Monday, February 16, 2015

FILM: 2015 Oscar-Nominated Shorts

A few years ago, some friends let us in on a secret. Some of the best films are the shorts, and the Laemmle Theaters run screenings of them every year a few weeks before the Oscars. You can see as many as a dozen great films in one evening! Last weekend, we screened all the live action and animated shorts.


PARVANEH (Talkhon Hamzavi and Stefan Eichenberger) – 25 minutes/Switzerland/Dari and German. Parvaneh, a teenage Afghan girl, is a lone refugee in Switzerland, where she attempts to navigate a cold, unfamiliar environment. When desperate and blocked in her attempts to send money home to her parents, she enlists the help of Emely, a punked-out young Swiss teen she meets on the street. What starts as a quick transaction turns into a night of new experiences and a developing friendship. The film adeptly portrays Parvaneh's initial solitude, desperation, and determination, and their transformation into tentative trust and confidence. We watch as Parvaneh (which appropriately turns out to be Dari for "butterfly") blossoms.
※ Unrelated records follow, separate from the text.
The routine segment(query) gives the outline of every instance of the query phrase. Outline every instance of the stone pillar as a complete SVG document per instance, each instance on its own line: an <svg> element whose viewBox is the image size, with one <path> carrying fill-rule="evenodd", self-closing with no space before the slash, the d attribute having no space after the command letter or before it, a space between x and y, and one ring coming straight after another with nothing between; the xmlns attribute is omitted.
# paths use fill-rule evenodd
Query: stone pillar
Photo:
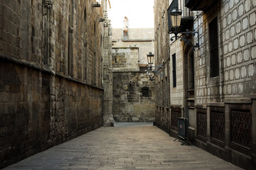
<svg viewBox="0 0 256 170"><path fill-rule="evenodd" d="M104 86L104 125L113 126L113 76L112 66L112 28L107 17L107 2L102 3L104 8L103 22L103 86Z"/></svg>

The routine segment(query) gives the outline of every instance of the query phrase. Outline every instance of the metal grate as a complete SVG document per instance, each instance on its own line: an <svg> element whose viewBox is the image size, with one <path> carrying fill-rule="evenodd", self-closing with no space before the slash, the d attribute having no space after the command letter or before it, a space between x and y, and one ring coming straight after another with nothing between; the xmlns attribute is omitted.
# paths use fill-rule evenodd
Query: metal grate
<svg viewBox="0 0 256 170"><path fill-rule="evenodd" d="M230 141L247 149L252 147L252 114L248 110L230 113Z"/></svg>
<svg viewBox="0 0 256 170"><path fill-rule="evenodd" d="M171 108L171 129L178 131L178 118L181 117L181 110L178 108Z"/></svg>
<svg viewBox="0 0 256 170"><path fill-rule="evenodd" d="M225 138L224 112L210 110L210 137L220 142Z"/></svg>
<svg viewBox="0 0 256 170"><path fill-rule="evenodd" d="M197 135L206 138L207 115L206 113L198 112L196 115Z"/></svg>

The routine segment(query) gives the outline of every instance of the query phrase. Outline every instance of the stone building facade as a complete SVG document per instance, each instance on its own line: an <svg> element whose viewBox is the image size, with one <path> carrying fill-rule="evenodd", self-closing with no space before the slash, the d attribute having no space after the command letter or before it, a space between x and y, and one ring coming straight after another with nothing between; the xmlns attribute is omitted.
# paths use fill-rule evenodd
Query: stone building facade
<svg viewBox="0 0 256 170"><path fill-rule="evenodd" d="M253 169L256 163L255 1L166 1L155 0L154 5L156 62L163 61L161 56L169 59L168 83L161 76L156 81L159 94L156 125L176 137L178 118L187 118L191 142L242 168ZM199 42L195 51L179 39L170 40L174 35L169 36L166 31L169 28L164 28L168 27L166 10L174 3L182 9L184 20L188 13L193 17L185 27L198 31L195 37L187 38L193 45ZM164 45L166 41L169 49ZM168 88L170 91L166 93ZM166 97L166 94L169 96ZM166 104L161 101L165 98L169 100L166 99ZM168 110L164 110L165 107Z"/></svg>
<svg viewBox="0 0 256 170"><path fill-rule="evenodd" d="M107 2L0 0L0 168L111 122Z"/></svg>
<svg viewBox="0 0 256 170"><path fill-rule="evenodd" d="M129 26L126 18L124 26ZM155 89L145 72L154 29L113 29L113 116L117 122L154 122Z"/></svg>

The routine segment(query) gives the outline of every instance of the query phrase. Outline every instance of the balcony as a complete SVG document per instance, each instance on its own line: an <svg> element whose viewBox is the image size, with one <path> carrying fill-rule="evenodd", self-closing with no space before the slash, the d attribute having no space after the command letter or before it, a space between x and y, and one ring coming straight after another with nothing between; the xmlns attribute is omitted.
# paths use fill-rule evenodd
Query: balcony
<svg viewBox="0 0 256 170"><path fill-rule="evenodd" d="M215 1L216 1L216 0L185 0L185 6L191 11L206 11Z"/></svg>
<svg viewBox="0 0 256 170"><path fill-rule="evenodd" d="M178 4L178 1L180 1L180 6ZM178 32L185 32L186 29L188 29L191 25L193 24L193 17L192 16L192 12L191 10L186 7L184 4L184 0L174 0L169 7L167 9L168 11L168 25L169 25L169 33L172 33L174 31ZM179 28L173 28L170 18L170 13L174 9L174 7L177 7L179 9L182 10L182 16L181 16L181 26Z"/></svg>

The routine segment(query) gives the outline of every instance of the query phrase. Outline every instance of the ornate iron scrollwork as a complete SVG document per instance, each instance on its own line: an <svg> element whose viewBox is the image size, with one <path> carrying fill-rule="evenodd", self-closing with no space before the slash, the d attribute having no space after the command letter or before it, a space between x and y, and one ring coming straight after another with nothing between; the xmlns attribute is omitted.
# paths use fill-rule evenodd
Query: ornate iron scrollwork
<svg viewBox="0 0 256 170"><path fill-rule="evenodd" d="M230 142L250 149L252 147L251 113L233 110L230 119Z"/></svg>
<svg viewBox="0 0 256 170"><path fill-rule="evenodd" d="M193 45L192 42L191 41L191 40L188 40L187 38L191 35L192 36L195 36L196 34L197 33L198 34L198 31L196 31L195 30L188 30L188 29L186 30L186 32L179 32L179 33L174 33L175 34L174 36L172 36L171 38L171 40L173 41L175 40L177 40L178 38L181 38L181 41L183 41L185 42L185 45L190 45L192 46L192 50L194 51L195 48L198 47L199 48L199 37L198 38L198 42L196 43L196 45ZM178 33L181 34L181 35L178 35Z"/></svg>

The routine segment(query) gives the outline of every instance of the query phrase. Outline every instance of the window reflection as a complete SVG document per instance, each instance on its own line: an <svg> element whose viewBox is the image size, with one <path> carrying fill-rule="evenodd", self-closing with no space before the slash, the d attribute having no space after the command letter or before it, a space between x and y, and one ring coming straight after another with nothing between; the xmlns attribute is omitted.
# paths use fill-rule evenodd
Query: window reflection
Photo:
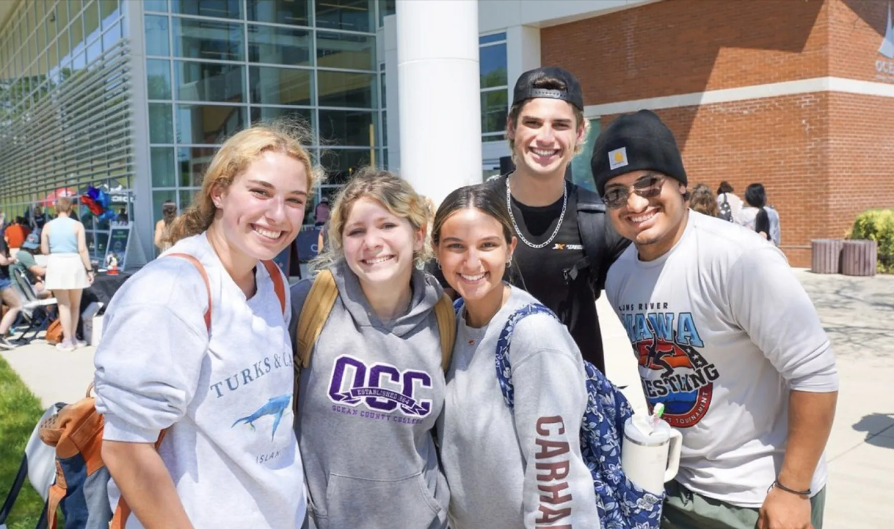
<svg viewBox="0 0 894 529"><path fill-rule="evenodd" d="M242 25L197 19L173 19L173 52L179 57L244 60Z"/></svg>
<svg viewBox="0 0 894 529"><path fill-rule="evenodd" d="M241 18L241 0L172 0L173 13L219 19Z"/></svg>
<svg viewBox="0 0 894 529"><path fill-rule="evenodd" d="M251 107L252 123L269 122L281 118L295 120L306 127L308 132L313 131L314 111L309 108L285 108L282 106Z"/></svg>
<svg viewBox="0 0 894 529"><path fill-rule="evenodd" d="M154 147L151 153L152 187L173 188L176 181L173 168L173 147Z"/></svg>
<svg viewBox="0 0 894 529"><path fill-rule="evenodd" d="M177 99L181 101L245 101L245 70L235 64L174 62Z"/></svg>
<svg viewBox="0 0 894 529"><path fill-rule="evenodd" d="M215 144L245 127L242 106L178 105L177 141Z"/></svg>
<svg viewBox="0 0 894 529"><path fill-rule="evenodd" d="M309 26L309 0L249 0L249 20L292 26Z"/></svg>
<svg viewBox="0 0 894 529"><path fill-rule="evenodd" d="M316 27L373 31L372 0L316 0Z"/></svg>
<svg viewBox="0 0 894 529"><path fill-rule="evenodd" d="M320 110L320 139L330 145L378 145L373 113L360 110Z"/></svg>
<svg viewBox="0 0 894 529"><path fill-rule="evenodd" d="M358 169L371 163L372 156L367 149L326 149L321 159L326 183L330 185L348 183Z"/></svg>
<svg viewBox="0 0 894 529"><path fill-rule="evenodd" d="M171 66L168 61L146 60L146 84L149 99L171 98Z"/></svg>
<svg viewBox="0 0 894 529"><path fill-rule="evenodd" d="M211 164L217 147L189 147L177 149L177 165L180 167L180 185L183 188L198 188L202 185L205 172Z"/></svg>
<svg viewBox="0 0 894 529"><path fill-rule="evenodd" d="M373 108L375 84L372 73L317 71L319 105Z"/></svg>
<svg viewBox="0 0 894 529"><path fill-rule="evenodd" d="M249 62L311 66L310 31L249 24Z"/></svg>
<svg viewBox="0 0 894 529"><path fill-rule="evenodd" d="M481 70L481 88L506 86L506 45L486 46L478 57Z"/></svg>
<svg viewBox="0 0 894 529"><path fill-rule="evenodd" d="M309 105L312 104L313 75L310 70L252 66L249 73L251 102Z"/></svg>
<svg viewBox="0 0 894 529"><path fill-rule="evenodd" d="M481 93L481 131L501 132L506 128L506 90Z"/></svg>
<svg viewBox="0 0 894 529"><path fill-rule="evenodd" d="M320 68L375 70L375 38L316 32L316 65Z"/></svg>

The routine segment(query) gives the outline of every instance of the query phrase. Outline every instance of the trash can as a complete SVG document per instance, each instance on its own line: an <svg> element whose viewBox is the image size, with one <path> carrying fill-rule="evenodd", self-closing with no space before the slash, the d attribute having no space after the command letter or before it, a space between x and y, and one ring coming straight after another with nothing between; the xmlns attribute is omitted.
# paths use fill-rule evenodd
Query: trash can
<svg viewBox="0 0 894 529"><path fill-rule="evenodd" d="M846 240L841 248L841 273L875 275L879 259L879 243L874 240Z"/></svg>
<svg viewBox="0 0 894 529"><path fill-rule="evenodd" d="M838 273L841 271L840 239L816 239L810 241L811 265L814 273Z"/></svg>

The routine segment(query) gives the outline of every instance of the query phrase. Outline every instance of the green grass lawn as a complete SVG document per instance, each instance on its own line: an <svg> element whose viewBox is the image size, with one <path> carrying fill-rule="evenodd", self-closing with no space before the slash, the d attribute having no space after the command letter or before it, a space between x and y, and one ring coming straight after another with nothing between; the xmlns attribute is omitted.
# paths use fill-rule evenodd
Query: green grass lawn
<svg viewBox="0 0 894 529"><path fill-rule="evenodd" d="M19 471L25 444L43 414L40 401L0 357L0 506ZM33 529L43 508L44 500L26 480L6 525L10 529Z"/></svg>

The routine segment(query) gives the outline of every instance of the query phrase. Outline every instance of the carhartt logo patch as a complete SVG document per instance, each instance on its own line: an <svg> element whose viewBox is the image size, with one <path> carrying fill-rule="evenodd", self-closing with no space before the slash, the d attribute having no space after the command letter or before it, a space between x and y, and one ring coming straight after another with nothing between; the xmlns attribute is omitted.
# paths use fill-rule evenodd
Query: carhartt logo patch
<svg viewBox="0 0 894 529"><path fill-rule="evenodd" d="M609 152L609 169L614 170L628 164L627 147L622 147Z"/></svg>

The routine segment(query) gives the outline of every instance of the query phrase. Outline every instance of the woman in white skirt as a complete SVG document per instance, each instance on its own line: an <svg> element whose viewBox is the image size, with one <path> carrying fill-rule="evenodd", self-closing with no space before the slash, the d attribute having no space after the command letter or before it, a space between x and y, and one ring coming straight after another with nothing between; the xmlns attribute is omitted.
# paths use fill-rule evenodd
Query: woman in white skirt
<svg viewBox="0 0 894 529"><path fill-rule="evenodd" d="M62 197L55 203L56 218L46 223L40 233L40 251L46 260L46 289L53 290L59 305L62 351L73 351L86 345L74 337L80 315L80 294L93 282L90 256L87 253L84 225L71 218L72 200Z"/></svg>

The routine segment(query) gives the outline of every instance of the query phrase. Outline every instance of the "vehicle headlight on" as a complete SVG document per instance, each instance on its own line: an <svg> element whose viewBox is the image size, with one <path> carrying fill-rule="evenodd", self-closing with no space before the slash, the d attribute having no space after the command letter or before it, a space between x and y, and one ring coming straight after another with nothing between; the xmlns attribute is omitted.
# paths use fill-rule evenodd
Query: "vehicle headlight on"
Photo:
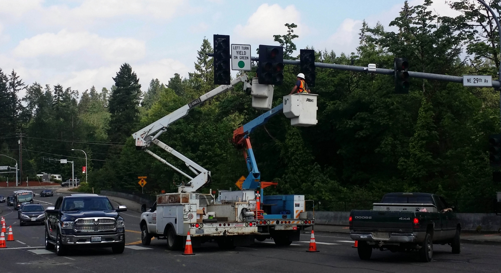
<svg viewBox="0 0 501 273"><path fill-rule="evenodd" d="M117 228L123 228L125 227L123 220L117 220Z"/></svg>
<svg viewBox="0 0 501 273"><path fill-rule="evenodd" d="M72 222L63 222L63 225L61 225L62 229L73 229L73 223Z"/></svg>

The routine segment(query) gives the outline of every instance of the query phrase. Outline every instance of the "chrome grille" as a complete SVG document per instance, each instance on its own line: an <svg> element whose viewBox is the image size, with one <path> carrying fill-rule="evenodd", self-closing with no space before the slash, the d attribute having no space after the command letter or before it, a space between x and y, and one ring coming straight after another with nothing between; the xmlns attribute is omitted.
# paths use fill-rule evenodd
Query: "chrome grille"
<svg viewBox="0 0 501 273"><path fill-rule="evenodd" d="M114 231L116 229L116 220L114 218L81 218L75 221L75 231L93 232Z"/></svg>

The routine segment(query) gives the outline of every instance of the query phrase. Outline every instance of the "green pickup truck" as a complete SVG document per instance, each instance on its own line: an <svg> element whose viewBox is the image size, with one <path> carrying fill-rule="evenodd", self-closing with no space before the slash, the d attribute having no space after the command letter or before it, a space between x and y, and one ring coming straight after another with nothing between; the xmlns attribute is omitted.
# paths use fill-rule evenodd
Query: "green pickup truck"
<svg viewBox="0 0 501 273"><path fill-rule="evenodd" d="M461 225L455 208L435 194L396 193L385 194L371 210L351 211L350 233L358 241L358 256L370 259L372 250L392 252L414 251L423 262L430 262L434 244L461 252Z"/></svg>

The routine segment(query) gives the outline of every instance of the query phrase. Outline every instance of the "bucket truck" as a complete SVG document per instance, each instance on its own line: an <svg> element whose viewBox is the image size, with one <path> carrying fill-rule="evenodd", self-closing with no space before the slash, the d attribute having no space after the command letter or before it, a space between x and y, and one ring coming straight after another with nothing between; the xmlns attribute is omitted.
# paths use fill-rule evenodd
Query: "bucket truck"
<svg viewBox="0 0 501 273"><path fill-rule="evenodd" d="M220 193L217 198L196 191L210 181L210 172L162 142L158 137L176 121L186 116L189 110L215 96L233 89L239 82L243 89L250 88L245 75L220 85L132 134L136 148L148 153L170 167L189 181L178 187L177 193L158 195L150 208L141 208L140 227L141 241L149 245L152 237L165 239L170 250L179 249L188 233L194 246L215 241L222 248L250 245L259 234L253 210L256 210L254 191L243 191L238 196ZM150 149L155 144L184 162L194 175L188 175L167 162Z"/></svg>

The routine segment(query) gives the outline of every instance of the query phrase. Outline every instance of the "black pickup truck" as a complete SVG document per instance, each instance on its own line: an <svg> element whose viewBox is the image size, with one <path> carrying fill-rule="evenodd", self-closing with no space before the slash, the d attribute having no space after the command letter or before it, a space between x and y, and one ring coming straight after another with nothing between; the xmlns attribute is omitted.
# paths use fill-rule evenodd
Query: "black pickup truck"
<svg viewBox="0 0 501 273"><path fill-rule="evenodd" d="M62 196L45 211L45 248L55 247L60 256L70 248L85 247L111 248L113 253L122 253L125 227L118 213L126 211L125 206L114 209L106 196Z"/></svg>
<svg viewBox="0 0 501 273"><path fill-rule="evenodd" d="M461 251L461 225L443 197L435 194L398 193L385 194L372 210L351 211L350 237L358 241L358 256L370 259L373 249L392 252L416 251L423 262L430 262L434 244Z"/></svg>

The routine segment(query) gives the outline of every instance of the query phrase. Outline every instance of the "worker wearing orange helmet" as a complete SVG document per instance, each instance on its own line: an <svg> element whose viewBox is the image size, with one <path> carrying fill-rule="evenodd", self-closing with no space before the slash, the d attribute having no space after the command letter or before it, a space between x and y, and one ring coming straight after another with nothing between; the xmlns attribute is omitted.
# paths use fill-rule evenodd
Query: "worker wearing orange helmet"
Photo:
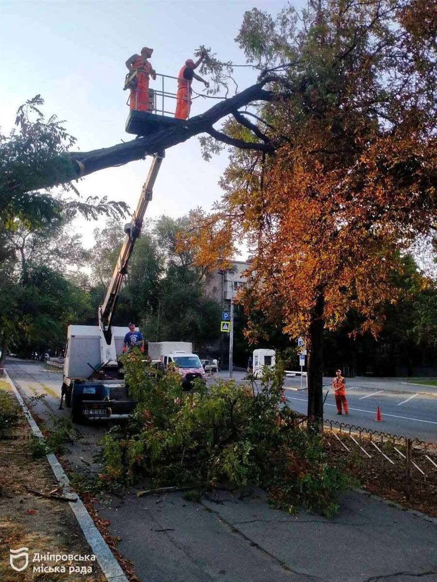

BUTTER LAMP (La Lampe Au Beurre De Yak) (Hu Wei and Julien Féret) – 15 minutes/France and China/Tibetan. This film consists solely in watching a traveling portrait photographer take photos of various families in a remote Tibetan village, posing them, choosing an artificial backdrop, and "click", next. The premise sounds dry on the face of it, but it was surprisingly charming. The village is full of characters, and just in the minute or two that the photographer spends with each of them, you get a glimpse of their character. It will make you smile.

THE PHONE CALL (Mat Kirkby and James Lucas) – 21 minutes/UK/English. A young woman working at a suicide hotline gets a phone call that changes her life. The scope of story and emotion that is packed into this 21-minute film is impressive, heart-breaking, and touching. I think this may have been my favorite.

AYA (Oded Binnun and Mihal Brezis) – 39 minutes/Israel and France/English, Hebrew, Danish. Aya is an intriguing enigma, a woman who feels more connected to strangers than she does to her own family and friends. We learn this over the course of a car ride to Jerusalem from Tel Aviv airport, where she has gone to pick up her husband but instead capriciously gives a stranger a ride.

BOOGALOO AND GRAHAM (Michael Lennox and Ronan Blaney) – 14 minutes/UK/English. An utterly charming story of two young boys in Northern Ireland in the 1970s during "the troubles", who attempt to keep two pet chickens. The charm of a good Irish storyteller recalling the earnest innocence of youth with a golden "Wonder Years" patina is a heartwarming winner.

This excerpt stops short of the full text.